Chief Burns watched him with narrowed eyes.
‘For an attorney with an interest in wills, you spend a lot of time looking at bullet holes, Mr Hansen.’
‘It strikes me as strange that the man came all the way here to commit suicide. Why didn’t he do it at home?’
‘Good question. Why was he here, Mister Hansen? It’s a long way from home.’
Jack considered. There seemed little need to conceal much. It was likely that Lewin had spoken of his time in the army, and if he didn’t, people would guess from his carriage.
‘He was with the British Army in Iraq and Afghanistan. I think he had a bad war, and wanted to hide from the world.’
‘Uhuh. And he reckoned t
his’d be a good place, I guess. Yeah, that’s what I reckoned when I spoke to him. Reckoned he wanted peace and quiet, with his painting and drawing, but then the black dog came down on him. Know what I mean?’

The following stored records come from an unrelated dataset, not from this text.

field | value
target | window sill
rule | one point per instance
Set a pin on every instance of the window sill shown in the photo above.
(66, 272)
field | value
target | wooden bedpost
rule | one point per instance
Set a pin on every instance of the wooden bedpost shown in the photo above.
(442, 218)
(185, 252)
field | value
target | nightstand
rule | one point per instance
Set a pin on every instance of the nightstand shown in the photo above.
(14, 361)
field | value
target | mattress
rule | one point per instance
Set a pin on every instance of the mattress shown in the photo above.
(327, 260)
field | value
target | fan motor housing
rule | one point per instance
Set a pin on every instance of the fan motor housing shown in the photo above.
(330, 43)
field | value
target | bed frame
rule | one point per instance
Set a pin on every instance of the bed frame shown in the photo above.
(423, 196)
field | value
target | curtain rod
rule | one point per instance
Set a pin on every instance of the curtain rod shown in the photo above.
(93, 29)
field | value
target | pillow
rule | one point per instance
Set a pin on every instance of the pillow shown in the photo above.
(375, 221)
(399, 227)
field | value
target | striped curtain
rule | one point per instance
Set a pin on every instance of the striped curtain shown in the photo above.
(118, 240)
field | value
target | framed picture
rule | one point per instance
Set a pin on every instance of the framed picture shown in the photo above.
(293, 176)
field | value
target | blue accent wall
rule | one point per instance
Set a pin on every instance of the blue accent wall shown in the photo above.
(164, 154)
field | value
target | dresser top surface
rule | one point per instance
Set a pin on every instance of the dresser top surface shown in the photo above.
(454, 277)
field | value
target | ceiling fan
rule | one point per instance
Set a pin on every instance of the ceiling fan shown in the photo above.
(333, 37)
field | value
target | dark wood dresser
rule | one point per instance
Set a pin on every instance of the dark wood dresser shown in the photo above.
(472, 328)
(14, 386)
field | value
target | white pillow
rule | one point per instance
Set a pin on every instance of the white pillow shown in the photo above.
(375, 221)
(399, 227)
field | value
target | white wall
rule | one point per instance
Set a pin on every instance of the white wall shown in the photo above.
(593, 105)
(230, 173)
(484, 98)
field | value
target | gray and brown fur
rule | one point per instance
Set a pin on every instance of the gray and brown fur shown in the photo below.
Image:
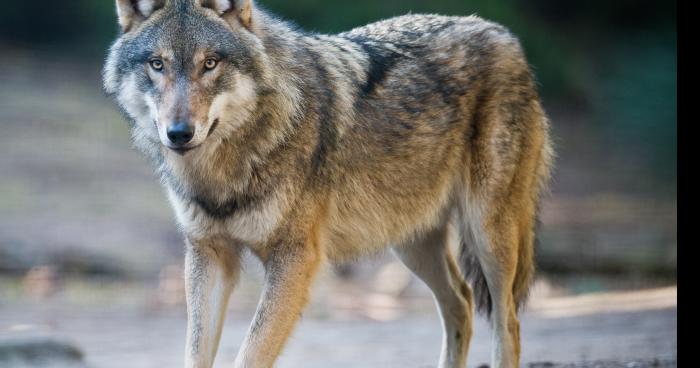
(310, 147)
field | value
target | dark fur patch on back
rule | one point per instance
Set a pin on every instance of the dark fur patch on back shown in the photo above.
(327, 132)
(381, 61)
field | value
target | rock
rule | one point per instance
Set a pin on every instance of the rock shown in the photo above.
(39, 352)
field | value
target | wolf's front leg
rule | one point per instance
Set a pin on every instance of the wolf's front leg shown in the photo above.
(211, 271)
(289, 275)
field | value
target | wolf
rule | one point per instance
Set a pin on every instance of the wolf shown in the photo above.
(302, 148)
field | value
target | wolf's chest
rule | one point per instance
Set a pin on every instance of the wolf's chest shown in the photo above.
(250, 225)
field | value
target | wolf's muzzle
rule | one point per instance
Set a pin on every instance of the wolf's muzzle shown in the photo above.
(180, 133)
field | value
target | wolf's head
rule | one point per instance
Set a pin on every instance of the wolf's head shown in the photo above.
(183, 70)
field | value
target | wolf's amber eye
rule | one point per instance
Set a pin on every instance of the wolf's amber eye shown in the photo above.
(210, 64)
(156, 64)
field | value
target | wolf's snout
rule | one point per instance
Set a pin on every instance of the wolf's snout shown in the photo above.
(180, 133)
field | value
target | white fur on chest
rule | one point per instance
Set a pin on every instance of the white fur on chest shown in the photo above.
(250, 227)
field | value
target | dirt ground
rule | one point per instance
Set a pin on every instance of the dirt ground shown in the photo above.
(117, 326)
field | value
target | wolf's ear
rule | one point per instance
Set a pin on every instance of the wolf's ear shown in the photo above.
(232, 10)
(132, 12)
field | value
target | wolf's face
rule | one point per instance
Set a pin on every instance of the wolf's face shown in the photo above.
(183, 70)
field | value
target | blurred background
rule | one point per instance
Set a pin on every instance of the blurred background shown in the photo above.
(90, 258)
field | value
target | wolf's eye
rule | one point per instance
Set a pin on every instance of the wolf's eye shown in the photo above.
(210, 64)
(156, 64)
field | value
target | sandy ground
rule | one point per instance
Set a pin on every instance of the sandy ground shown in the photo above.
(627, 329)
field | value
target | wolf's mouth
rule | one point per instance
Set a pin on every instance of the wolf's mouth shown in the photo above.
(181, 150)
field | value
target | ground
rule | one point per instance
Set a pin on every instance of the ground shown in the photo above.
(358, 329)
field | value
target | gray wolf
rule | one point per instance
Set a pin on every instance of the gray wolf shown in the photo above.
(304, 148)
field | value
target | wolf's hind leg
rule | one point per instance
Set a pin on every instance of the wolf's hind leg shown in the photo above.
(429, 258)
(496, 246)
(211, 271)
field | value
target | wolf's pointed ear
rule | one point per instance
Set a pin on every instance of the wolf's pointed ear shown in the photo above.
(132, 12)
(238, 10)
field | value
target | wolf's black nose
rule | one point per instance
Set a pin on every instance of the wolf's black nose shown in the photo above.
(180, 133)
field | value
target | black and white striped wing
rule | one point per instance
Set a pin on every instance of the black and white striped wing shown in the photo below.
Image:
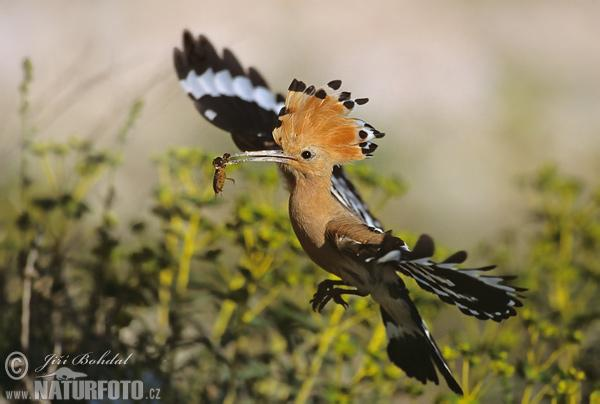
(345, 192)
(240, 102)
(475, 294)
(232, 98)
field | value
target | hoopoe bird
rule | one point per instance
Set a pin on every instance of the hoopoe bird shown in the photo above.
(311, 135)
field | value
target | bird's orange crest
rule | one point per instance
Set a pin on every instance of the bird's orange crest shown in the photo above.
(319, 118)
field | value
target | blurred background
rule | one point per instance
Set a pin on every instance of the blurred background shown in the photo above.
(471, 95)
(111, 237)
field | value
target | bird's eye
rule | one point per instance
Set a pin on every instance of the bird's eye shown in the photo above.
(307, 154)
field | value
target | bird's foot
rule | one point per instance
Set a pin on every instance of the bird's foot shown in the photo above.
(327, 291)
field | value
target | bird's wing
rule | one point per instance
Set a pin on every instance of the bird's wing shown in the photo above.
(230, 97)
(475, 294)
(240, 102)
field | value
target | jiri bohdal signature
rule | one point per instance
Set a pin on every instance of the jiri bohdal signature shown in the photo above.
(107, 358)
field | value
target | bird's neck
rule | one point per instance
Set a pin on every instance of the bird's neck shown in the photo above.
(311, 207)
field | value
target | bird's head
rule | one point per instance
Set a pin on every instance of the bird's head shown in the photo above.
(315, 132)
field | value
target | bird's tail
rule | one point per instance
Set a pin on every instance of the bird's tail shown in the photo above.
(410, 345)
(473, 292)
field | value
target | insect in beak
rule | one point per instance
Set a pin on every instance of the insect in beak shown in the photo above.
(276, 156)
(219, 163)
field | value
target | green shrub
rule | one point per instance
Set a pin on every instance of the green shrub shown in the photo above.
(211, 294)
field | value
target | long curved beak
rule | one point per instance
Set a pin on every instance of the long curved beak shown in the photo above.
(276, 156)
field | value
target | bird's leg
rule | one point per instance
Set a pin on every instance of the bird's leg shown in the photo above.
(327, 291)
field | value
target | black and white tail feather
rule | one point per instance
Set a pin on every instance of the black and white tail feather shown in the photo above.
(475, 294)
(240, 102)
(411, 346)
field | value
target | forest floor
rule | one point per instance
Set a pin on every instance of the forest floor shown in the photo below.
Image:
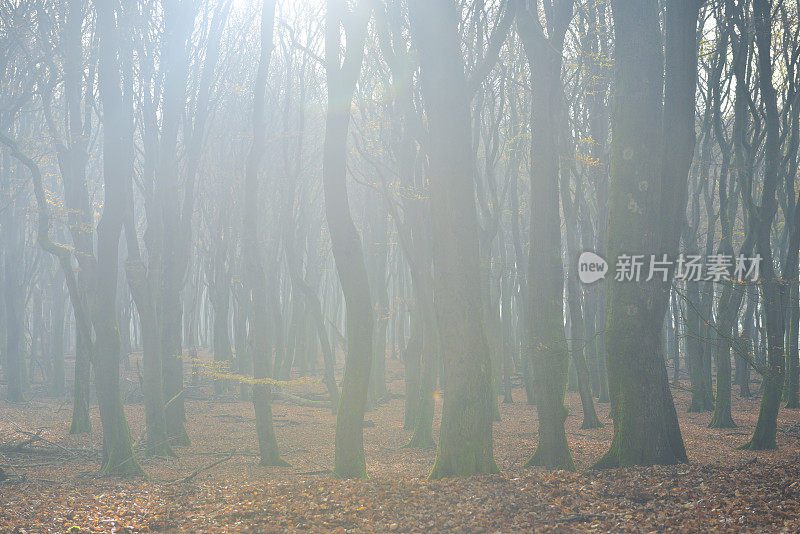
(721, 489)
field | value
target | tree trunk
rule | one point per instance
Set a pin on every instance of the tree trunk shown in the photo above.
(465, 439)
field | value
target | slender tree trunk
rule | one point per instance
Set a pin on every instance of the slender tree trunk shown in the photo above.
(465, 440)
(641, 220)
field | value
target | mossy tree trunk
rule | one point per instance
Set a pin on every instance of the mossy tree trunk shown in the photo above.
(647, 199)
(348, 251)
(547, 341)
(118, 456)
(465, 439)
(254, 273)
(774, 290)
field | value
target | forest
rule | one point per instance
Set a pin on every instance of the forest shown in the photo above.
(399, 266)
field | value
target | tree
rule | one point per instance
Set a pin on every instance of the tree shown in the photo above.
(465, 441)
(652, 147)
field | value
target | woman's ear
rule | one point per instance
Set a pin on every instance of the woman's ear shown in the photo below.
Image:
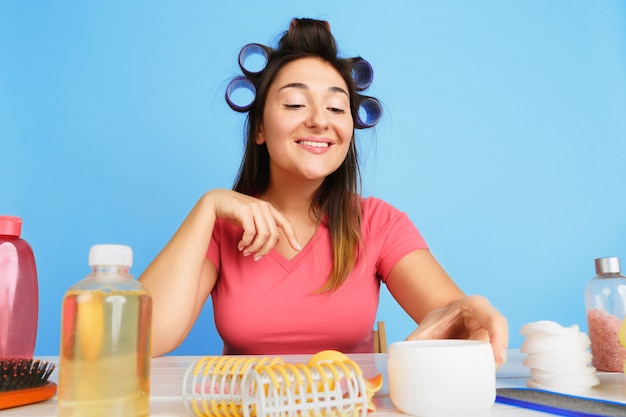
(260, 137)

‘Churchill used to call his depression his black dog.’
‘That’s right,’ Chief Burns chuckled. ‘I used to think of him as my greatest hero. Other kids thought Superman was the one: me, I preferred the hoary old fighter.’ He grew serious again. ‘Think that’s what got to your client. He was alright when he first got here, two months back. About three weeks or so, he looked good. But then something happened about four weeks ago. He was real jumpy all of a sudden. Wanted to keep an eye on the doors all the while, like he expected a felon to walk into the bar when he was there. Then he stopped coming into town. Just turned up once in a while to get supplies, and then he was kind of watchful, you know? Like he didn’t trust anyone any more. Not even Suzie, and everyone likes Suzie.’
‘Did anyone keep an eye on him?’
The police chief looked at him.
‘I said I saw him sketching a fair amount, eh? I was up here often as I could be, and when I wasn’t, I tried to get one of my guys to drop in. We did what we could. We’re a small community here, we don’t get too many problems and, as police officers, we take our pastoral care seriously. But I wouldn’t have him arrested and checked by a shrink just because he seems kind of depressed. That’s for him to decide.’